Petya Bogdanova-Mihaylova et al. Tomography. .

Abstract

Ocular abnormalities occur frequently in Friedreich's ataxia (FRDA), although visual symptoms are not always reported. We evaluated a cohort of patients with FRDA to characterise the clinical phenotype and optic nerve findings as detected with optical coherence tomography (OCT). A total of 48 patients from 42 unrelated families were recruited. Mean age at onset was 13.8 years (range 4-40), mean disease duration 19.5 years (range 5-43), mean disease severity as quantified with the Scale for the Assessment and Rating of Ataxia 22/40 (range 4.5-38). All patients displayed variable ataxia and two-thirds had ocular abnormalities.
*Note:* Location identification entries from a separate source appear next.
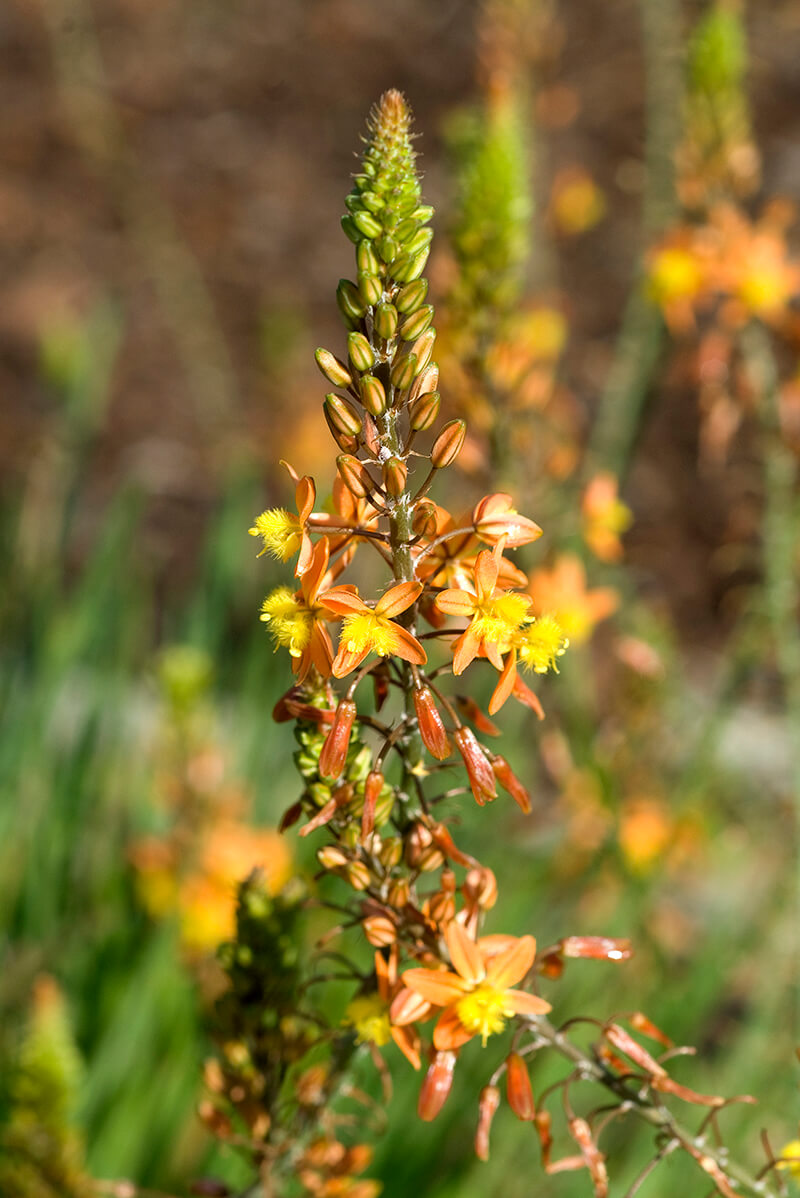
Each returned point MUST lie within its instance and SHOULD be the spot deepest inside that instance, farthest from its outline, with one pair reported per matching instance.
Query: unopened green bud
(361, 351)
(414, 326)
(402, 371)
(334, 370)
(373, 394)
(410, 296)
(386, 320)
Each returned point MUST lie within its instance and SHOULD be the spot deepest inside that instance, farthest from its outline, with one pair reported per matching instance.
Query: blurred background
(616, 290)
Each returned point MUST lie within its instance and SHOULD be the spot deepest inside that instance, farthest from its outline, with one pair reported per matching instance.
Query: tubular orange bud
(448, 443)
(334, 750)
(436, 1087)
(479, 772)
(431, 726)
(373, 394)
(386, 320)
(349, 300)
(373, 787)
(359, 351)
(334, 370)
(426, 380)
(424, 349)
(517, 1088)
(341, 416)
(355, 476)
(488, 1105)
(423, 412)
(370, 289)
(395, 472)
(414, 326)
(410, 297)
(511, 784)
(402, 371)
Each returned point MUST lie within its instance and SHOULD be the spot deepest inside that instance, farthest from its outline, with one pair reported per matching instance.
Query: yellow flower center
(279, 531)
(369, 1016)
(484, 1011)
(497, 619)
(541, 642)
(367, 630)
(289, 621)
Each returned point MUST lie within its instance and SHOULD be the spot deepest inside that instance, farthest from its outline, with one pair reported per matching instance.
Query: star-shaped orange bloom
(477, 994)
(367, 630)
(495, 615)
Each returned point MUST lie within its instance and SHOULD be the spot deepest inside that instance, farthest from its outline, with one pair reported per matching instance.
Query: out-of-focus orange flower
(562, 591)
(477, 994)
(605, 518)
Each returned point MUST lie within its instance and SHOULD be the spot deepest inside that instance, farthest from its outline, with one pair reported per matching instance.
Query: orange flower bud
(510, 782)
(431, 726)
(334, 750)
(334, 370)
(395, 472)
(402, 371)
(479, 772)
(436, 1087)
(373, 394)
(355, 476)
(426, 380)
(423, 412)
(373, 787)
(517, 1088)
(488, 1105)
(448, 443)
(341, 416)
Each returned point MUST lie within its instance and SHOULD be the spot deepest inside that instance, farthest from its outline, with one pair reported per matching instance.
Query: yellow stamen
(369, 1016)
(279, 531)
(541, 642)
(484, 1011)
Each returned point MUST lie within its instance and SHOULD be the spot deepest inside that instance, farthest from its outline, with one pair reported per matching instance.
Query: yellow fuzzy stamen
(279, 531)
(541, 642)
(484, 1011)
(369, 1016)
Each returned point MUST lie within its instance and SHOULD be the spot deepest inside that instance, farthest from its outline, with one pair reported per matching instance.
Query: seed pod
(488, 1105)
(426, 380)
(334, 750)
(402, 371)
(479, 772)
(349, 300)
(410, 297)
(386, 320)
(343, 416)
(395, 472)
(424, 411)
(355, 476)
(359, 351)
(370, 288)
(424, 349)
(517, 1088)
(414, 325)
(373, 787)
(448, 443)
(367, 260)
(436, 1087)
(367, 224)
(431, 726)
(334, 370)
(373, 394)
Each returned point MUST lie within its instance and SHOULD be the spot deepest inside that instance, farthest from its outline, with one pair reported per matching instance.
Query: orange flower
(562, 592)
(495, 615)
(296, 621)
(477, 994)
(371, 629)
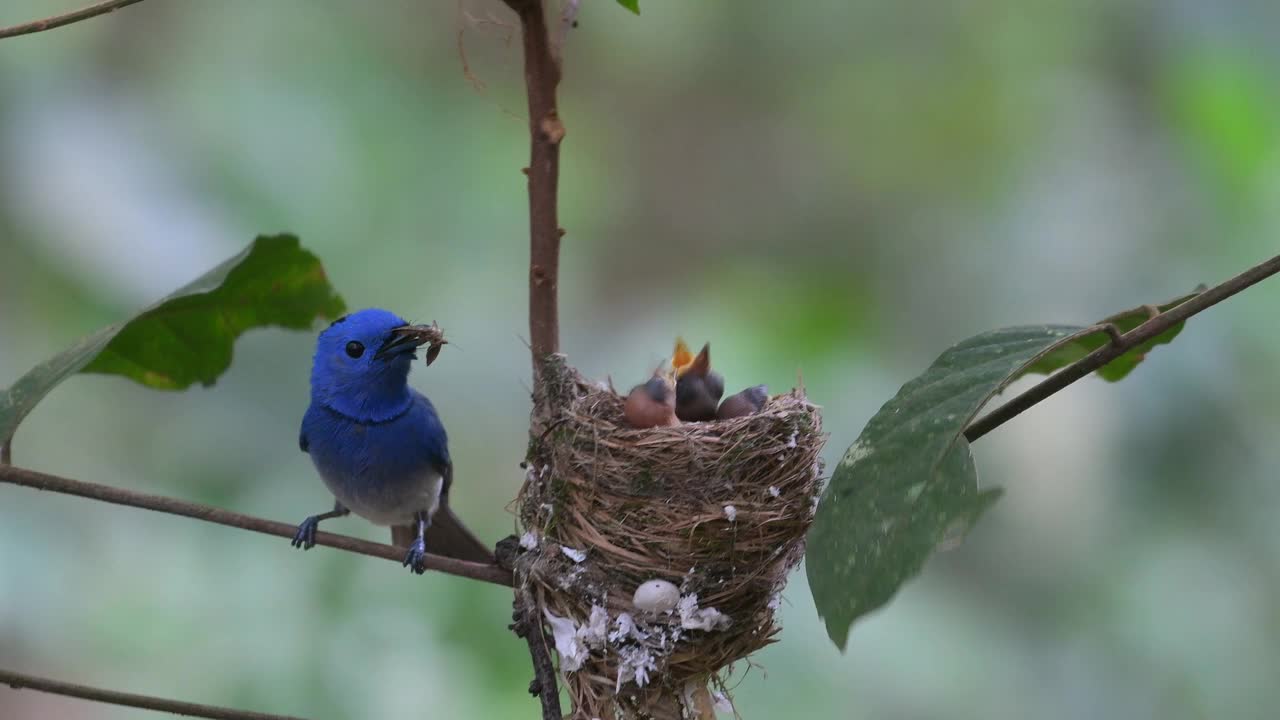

Statistically significant thinning of average retinal nerve fibre layer (RNFL) and thinning in all but the temporal quadrant compared to controls was demonstrated on OCT. Significant RNFL and macular thinning was documented over time in 20 individuals. Disease severity and visual acuity were correlated with RNFL and macular thickness, but no association was found with disease duration. Our results highlight that FDRA is associated with subclinical optic neuropathy. This is the largest longitudinal study of OCT findings in FRDA to date, demonstrating progressive RNFL thickness decline, suggesting that RNFL thickness as measured by OCT has the potential to become a quantifiable biomarker for the evaluation of disease progression in FRDA.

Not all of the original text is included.